Ispirandosi san Francesco, il papa offre una serie di riflessioni ma anche di suggerimenti pratici. Una fraternità che si allarga dalla politica all'economia, e tocca anche la proprietà privata.
Ancora una volta Papa Francesco con la nuova Enciclica
Fratelli tutti, ci stupisce partendo da lontano, da una lettura universale, globale, che ci vede tutti fratelli, figli di uno stesso Padre.
Molte volte il nostro mondo chiuso, il nostro particolare, il nostro mondo esclusivo in cui cerchiamo di fare posto ai nostri privilegiati, fa svanire il sogno del Creatore, di un progetto di bene per tutti.
La funzione sociale della proprietà privata
Questa Enciclica
Fratelli tutti, evidenziando come ci siano ancora molti scarti a causa di conflitti, grida al mondo la necessità di garantire pienamente i diritti umani dal concepimento al tramonto dell’esistenza.
I diversi, gli estranei, i forestieri, sono parte di noi. La nostra scelta, opzione fondamentale, deve essere la condivisione con i poveri, una vita essenziale che condivide anche i beni.
Papa Bergoglio evidenzia come sia importante la
funzione sociale della proprietà e invita ad avere un cuore aperto al mondo intero, con una gratuità che accoglie.
Tutti fratelli, perché ognuno ha dei doni da mettere a servizio degli altri per il bene comune.
Il Papa che viene da lontano sa come il potere internazionale molte volte generi guerre a causa dell’accaparramento delle risorse. È qui che invoca la necessità di una buona politica, di un’etica che sappia costruire insieme, che generi una nuova cultura per nuovi incontri sempre arricchenti, fraterni e giusti.
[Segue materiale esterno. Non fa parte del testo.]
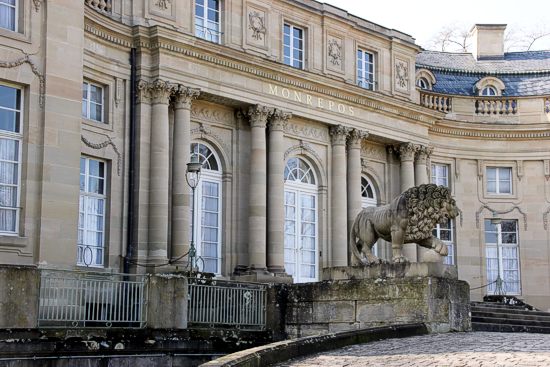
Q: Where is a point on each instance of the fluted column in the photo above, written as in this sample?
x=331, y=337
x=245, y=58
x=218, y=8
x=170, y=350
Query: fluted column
x=406, y=153
x=181, y=197
x=354, y=174
x=339, y=197
x=257, y=218
x=421, y=165
x=275, y=193
x=159, y=171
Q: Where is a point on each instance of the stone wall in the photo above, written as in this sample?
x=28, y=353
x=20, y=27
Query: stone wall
x=442, y=303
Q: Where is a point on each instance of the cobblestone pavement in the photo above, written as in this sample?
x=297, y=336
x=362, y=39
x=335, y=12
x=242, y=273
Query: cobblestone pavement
x=454, y=349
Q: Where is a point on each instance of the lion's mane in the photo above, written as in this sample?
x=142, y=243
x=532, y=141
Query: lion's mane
x=424, y=204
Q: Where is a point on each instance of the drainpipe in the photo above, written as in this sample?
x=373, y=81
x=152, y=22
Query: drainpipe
x=131, y=164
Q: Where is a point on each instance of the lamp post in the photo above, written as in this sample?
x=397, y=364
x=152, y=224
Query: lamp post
x=499, y=289
x=192, y=176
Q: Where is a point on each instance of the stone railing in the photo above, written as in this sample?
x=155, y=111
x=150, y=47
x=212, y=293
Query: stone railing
x=496, y=106
x=436, y=102
x=100, y=5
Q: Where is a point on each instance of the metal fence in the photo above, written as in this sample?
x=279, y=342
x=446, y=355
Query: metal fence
x=217, y=303
x=85, y=299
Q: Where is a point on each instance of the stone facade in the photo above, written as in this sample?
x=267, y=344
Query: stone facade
x=229, y=93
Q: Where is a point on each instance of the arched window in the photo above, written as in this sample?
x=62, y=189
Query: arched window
x=301, y=223
x=208, y=209
x=368, y=195
x=489, y=91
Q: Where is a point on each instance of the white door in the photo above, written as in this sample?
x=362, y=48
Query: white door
x=301, y=239
x=208, y=210
x=502, y=253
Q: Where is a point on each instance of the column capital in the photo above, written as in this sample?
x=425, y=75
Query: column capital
x=423, y=152
x=355, y=137
x=338, y=134
x=407, y=151
x=278, y=120
x=258, y=115
x=184, y=96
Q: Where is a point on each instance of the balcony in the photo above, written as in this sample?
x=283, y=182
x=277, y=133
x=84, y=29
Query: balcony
x=99, y=5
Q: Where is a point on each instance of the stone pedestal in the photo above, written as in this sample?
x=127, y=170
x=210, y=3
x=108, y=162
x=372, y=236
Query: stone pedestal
x=353, y=298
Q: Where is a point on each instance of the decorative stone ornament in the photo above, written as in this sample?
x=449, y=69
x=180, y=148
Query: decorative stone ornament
x=257, y=25
x=401, y=75
x=335, y=52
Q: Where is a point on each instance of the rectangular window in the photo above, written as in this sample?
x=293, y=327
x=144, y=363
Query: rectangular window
x=440, y=174
x=91, y=220
x=293, y=45
x=207, y=20
x=8, y=14
x=365, y=70
x=92, y=101
x=502, y=256
x=499, y=180
x=445, y=233
x=10, y=158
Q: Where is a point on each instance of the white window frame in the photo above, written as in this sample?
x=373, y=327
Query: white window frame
x=87, y=102
x=299, y=189
x=214, y=176
x=16, y=15
x=497, y=179
x=362, y=73
x=500, y=258
x=84, y=195
x=291, y=46
x=450, y=258
x=436, y=177
x=18, y=137
x=206, y=33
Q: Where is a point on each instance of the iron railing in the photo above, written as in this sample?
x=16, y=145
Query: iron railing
x=86, y=299
x=217, y=303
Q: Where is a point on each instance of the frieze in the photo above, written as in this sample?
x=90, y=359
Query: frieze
x=500, y=212
x=274, y=76
x=306, y=132
x=104, y=144
x=199, y=112
x=26, y=60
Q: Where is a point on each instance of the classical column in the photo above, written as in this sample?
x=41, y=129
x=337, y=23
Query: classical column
x=338, y=190
x=181, y=198
x=275, y=193
x=354, y=174
x=159, y=171
x=421, y=165
x=406, y=153
x=257, y=218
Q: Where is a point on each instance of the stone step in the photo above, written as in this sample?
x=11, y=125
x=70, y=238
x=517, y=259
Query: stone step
x=509, y=328
x=504, y=321
x=475, y=309
x=512, y=316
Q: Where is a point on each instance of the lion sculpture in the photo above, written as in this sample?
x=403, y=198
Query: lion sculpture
x=409, y=218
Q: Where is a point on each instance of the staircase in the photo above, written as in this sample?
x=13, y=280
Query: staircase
x=508, y=314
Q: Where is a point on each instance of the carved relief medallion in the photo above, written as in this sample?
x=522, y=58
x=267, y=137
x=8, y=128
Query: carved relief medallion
x=401, y=75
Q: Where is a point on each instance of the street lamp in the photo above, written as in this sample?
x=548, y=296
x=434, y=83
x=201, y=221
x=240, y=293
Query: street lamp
x=192, y=176
x=499, y=289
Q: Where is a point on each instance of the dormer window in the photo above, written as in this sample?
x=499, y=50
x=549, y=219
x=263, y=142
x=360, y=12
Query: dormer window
x=489, y=91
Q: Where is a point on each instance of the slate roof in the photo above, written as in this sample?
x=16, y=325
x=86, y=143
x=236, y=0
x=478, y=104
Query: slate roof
x=523, y=73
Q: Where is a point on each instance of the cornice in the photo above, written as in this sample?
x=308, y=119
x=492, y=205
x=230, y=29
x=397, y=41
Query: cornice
x=484, y=133
x=165, y=39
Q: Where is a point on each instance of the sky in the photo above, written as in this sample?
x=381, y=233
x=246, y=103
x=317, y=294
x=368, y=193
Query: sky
x=423, y=19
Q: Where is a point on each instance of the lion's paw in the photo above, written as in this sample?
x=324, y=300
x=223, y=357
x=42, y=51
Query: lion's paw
x=400, y=259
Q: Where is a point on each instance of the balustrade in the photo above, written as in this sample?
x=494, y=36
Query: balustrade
x=496, y=106
x=101, y=5
x=436, y=102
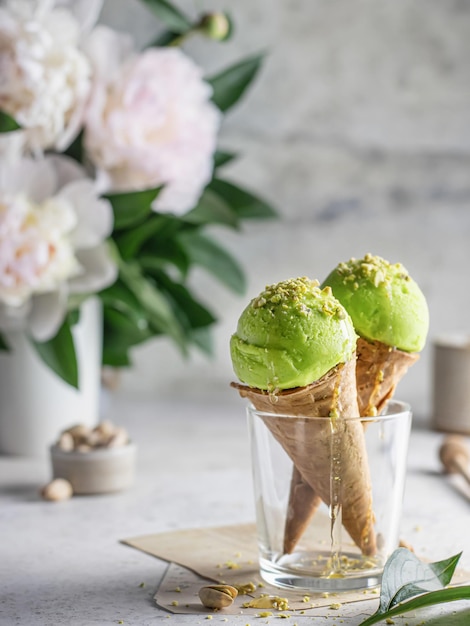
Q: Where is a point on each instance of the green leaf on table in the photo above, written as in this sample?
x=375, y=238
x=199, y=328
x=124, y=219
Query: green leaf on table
x=221, y=157
x=131, y=208
x=242, y=202
x=3, y=344
x=206, y=253
x=171, y=16
x=449, y=594
x=59, y=354
x=408, y=584
x=212, y=209
x=229, y=85
x=403, y=568
x=7, y=123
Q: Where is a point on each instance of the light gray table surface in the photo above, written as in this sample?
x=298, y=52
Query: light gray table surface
x=63, y=563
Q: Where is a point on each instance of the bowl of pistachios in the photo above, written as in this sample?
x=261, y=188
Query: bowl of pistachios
x=94, y=460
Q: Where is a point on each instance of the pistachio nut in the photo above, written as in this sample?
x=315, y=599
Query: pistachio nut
x=217, y=596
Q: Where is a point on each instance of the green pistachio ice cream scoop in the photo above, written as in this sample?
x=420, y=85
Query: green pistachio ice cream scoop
x=384, y=302
x=290, y=336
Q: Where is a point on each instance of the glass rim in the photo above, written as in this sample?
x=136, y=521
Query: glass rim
x=402, y=409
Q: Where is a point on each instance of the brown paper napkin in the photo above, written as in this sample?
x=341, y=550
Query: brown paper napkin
x=225, y=554
x=229, y=554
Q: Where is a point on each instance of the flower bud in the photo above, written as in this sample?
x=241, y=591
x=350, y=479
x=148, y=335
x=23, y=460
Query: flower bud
x=215, y=26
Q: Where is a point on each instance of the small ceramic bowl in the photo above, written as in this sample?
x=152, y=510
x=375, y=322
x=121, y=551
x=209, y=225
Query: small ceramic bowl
x=102, y=470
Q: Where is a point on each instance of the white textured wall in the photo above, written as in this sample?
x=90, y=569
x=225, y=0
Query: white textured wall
x=358, y=129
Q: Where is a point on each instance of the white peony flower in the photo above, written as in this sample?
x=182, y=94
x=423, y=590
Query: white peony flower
x=52, y=232
x=45, y=78
x=150, y=120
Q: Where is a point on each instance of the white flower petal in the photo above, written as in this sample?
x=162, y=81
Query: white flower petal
x=14, y=318
x=12, y=146
x=37, y=179
x=95, y=216
x=108, y=50
x=86, y=12
x=47, y=314
x=67, y=170
x=100, y=271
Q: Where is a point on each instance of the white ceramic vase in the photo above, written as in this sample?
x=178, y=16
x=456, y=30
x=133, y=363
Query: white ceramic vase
x=35, y=404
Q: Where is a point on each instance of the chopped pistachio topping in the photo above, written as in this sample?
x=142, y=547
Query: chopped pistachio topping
x=291, y=293
x=372, y=268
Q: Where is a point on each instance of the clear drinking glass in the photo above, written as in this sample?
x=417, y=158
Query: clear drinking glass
x=320, y=455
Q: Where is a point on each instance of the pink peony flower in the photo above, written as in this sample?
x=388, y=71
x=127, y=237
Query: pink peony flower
x=150, y=121
x=45, y=78
x=52, y=232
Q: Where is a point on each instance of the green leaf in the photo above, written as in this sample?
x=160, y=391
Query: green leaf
x=214, y=259
x=230, y=85
x=7, y=123
x=405, y=577
x=120, y=298
x=131, y=208
x=242, y=202
x=167, y=38
x=433, y=576
x=212, y=209
x=59, y=354
x=449, y=594
x=191, y=312
x=130, y=242
x=221, y=158
x=172, y=17
x=3, y=344
x=403, y=568
x=156, y=306
x=169, y=251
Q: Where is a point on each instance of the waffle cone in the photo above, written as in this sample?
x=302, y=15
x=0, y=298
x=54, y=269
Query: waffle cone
x=320, y=450
x=379, y=369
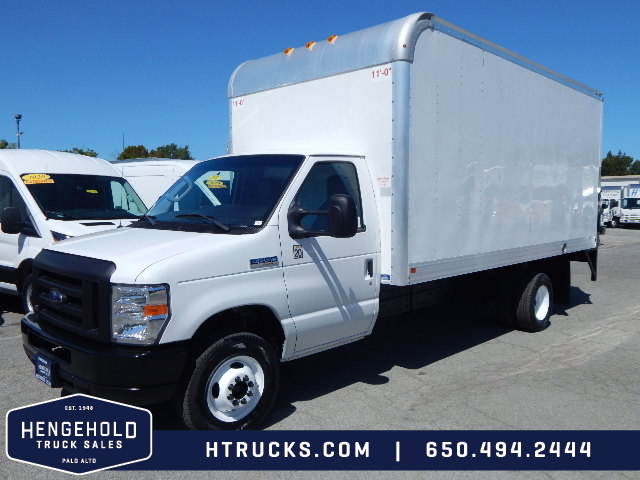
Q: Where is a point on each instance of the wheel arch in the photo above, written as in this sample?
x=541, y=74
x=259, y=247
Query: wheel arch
x=257, y=319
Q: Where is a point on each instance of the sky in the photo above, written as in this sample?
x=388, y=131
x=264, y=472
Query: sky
x=90, y=74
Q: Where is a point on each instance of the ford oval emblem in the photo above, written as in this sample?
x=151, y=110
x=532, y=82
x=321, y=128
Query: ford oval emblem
x=57, y=297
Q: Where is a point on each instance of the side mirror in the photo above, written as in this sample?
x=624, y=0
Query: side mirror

Invita anche tutti gli uomini e donne di buona volontà, gli appartenenti alle varie religioni, a ripartire dagli ultimi per diventare
artigiani della pace, capaci di perdono e riconciliazione.
L’identità cristiana è proprio questo amare il prossimo come immagine di Dio, amare i nemici, accogliere gli emarginati.
Niente guerra dialettica che impone dottrine
Il tutto nel nome di San Francesco che dappertutto seminò pace e camminò accanto agli abbandonati, ai malati, agli scartati.
Pap Francesco si sofferma su come San Francesco andò ad incontrare il Sultano Malik-al-Kamil in Egitto «col medesimo atteggiamento che esigeva dai suoi discepoli: che, senza negare la propria identità, trovandosi "tra i saraceni o altri infedeli, non facciano liti o dispute, ma siano soggetti ad ogni creatura umana per amore di Dio". In quel contesto era una richiesta straordinaria. Ci colpisce come ottocento anni fa, Francesco raccomandasse di evitare ogni forma di aggressione o contesa e anche di vivere un’umile e fraterna “sottomissione”, pure nei confronti di coloro che non condividevano la loro fede. Egli non faceva la guerra dialettica imponendo dottrine, ma comunicava l’amore di Dio. Aveva compreso che "Dio è amore; chi rimane nell’amore rimane in Dio e Dio rimane in lui" (1 Gv 4,16).»